Despite the assumed happy ending, Nadja narrates the epilogue: "They cut off my head... burned my body... no one knew... no one suspected that I was now alive in Cassandra's body. Edgar and I were married at City Hall... there is a better way to live."

==Cast==
- Elina Löwensohn as Nadja
- Peter Fonda as Van Helsing
- Suzy Amis as Cassandra
- Galaxy Craze as Lucy
- Martin Donovan as Jim
- Karl Geary as Renfield
- Jared Harris as Edgar
- David Lynch as Morgue Attendant (cameo)
- Nic Ratner as Bar Victim
- Jack Lotz as Boxing Coach
- Isabel Gillies as Waitress
- Jose Zuniga as Bartender
- Bernadette Jurkowski as Dracula's Bride
- Jeff Winner as Young Dracula
- Bob Gosse as Garage Mechanics
- Rome Neal as Garage Mechanics
- Giancarlo Roma as Romanian Kid
- Anna Roma as Romanian Mother
- Thomas Roma as Romanian Policemen
- Aleksandar Rasic as Romanian Policemen
- Miranda Russell as Lucy's Baby

==Production==
Nadja was written by Michael Almereyda after a planned project called Fever (centered around Edgar Allan Poe) failed to attract financing. The 1928 surrealist novel Nadja by André Breton served as an inspiration for the thematic approach, with Almereyda also studying several classic vampire films and lore. Even with a comparatively more commercial script than Fever, the production still faced hurdles in acquiring financing due to the decision to film Nadja in black and white rather than color, which was deemed necessary as both a cost-saving measure and thematically important. When financing fell through, David Lynch financed the entire film himself.
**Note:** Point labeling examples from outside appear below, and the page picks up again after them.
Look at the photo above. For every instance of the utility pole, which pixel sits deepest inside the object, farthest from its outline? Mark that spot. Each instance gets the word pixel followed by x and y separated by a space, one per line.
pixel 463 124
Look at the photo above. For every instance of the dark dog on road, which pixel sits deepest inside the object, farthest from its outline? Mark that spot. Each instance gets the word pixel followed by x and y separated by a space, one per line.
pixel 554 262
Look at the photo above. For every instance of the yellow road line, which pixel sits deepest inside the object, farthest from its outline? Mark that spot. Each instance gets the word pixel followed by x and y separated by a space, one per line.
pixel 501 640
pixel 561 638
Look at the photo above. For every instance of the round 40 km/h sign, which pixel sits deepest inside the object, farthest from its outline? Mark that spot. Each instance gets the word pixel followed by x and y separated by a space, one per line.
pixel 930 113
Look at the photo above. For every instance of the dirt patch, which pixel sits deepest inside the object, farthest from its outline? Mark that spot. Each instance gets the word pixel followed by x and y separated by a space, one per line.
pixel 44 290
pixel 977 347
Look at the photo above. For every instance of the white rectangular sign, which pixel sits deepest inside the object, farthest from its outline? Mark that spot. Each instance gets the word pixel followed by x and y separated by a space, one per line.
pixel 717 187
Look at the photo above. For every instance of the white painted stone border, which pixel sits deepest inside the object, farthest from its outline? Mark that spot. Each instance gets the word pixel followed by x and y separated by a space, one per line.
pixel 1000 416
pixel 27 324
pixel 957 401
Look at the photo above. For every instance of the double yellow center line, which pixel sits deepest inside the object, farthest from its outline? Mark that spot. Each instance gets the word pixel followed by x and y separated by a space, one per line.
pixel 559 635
To attain a "blurry, out of focus" look to convey the point of view of the living dead, Almereyda shot part of the film using a Fisher-Price PixelVision camcorder. Almereyda attempted to make the film in a similar style to Roger Corman, with the Corman-produced Poe films a particular source of inspiration for not only style and tone, but frugal film-making. The movie was filmed over the course of five and a half weeks in New York City. An abandoned hospital on Central Park West was used to simulate a Transylvanian castle.

==Reception==
On the review aggregator website Rotten Tomatoes, Nadja holds an approval rating of 70% based on 30 reviews. The website's critics' consensus reads: "Nadja approaches the Dracula legend from an idiosyncratic angle – and with just enough visual style to overcome uneven storytelling."

Roger Ebert, writing for the Chicago Sun-Times, gave the film a rating of two-and-a-half out of four stars, characterizing it as "an example of a genre we can call Deadpan Noir. It's the kind of movie that deals with unspeakable subjects while keeping a certain ironic distance and using dialogue that seems funny, although the characters never seem in on the joke."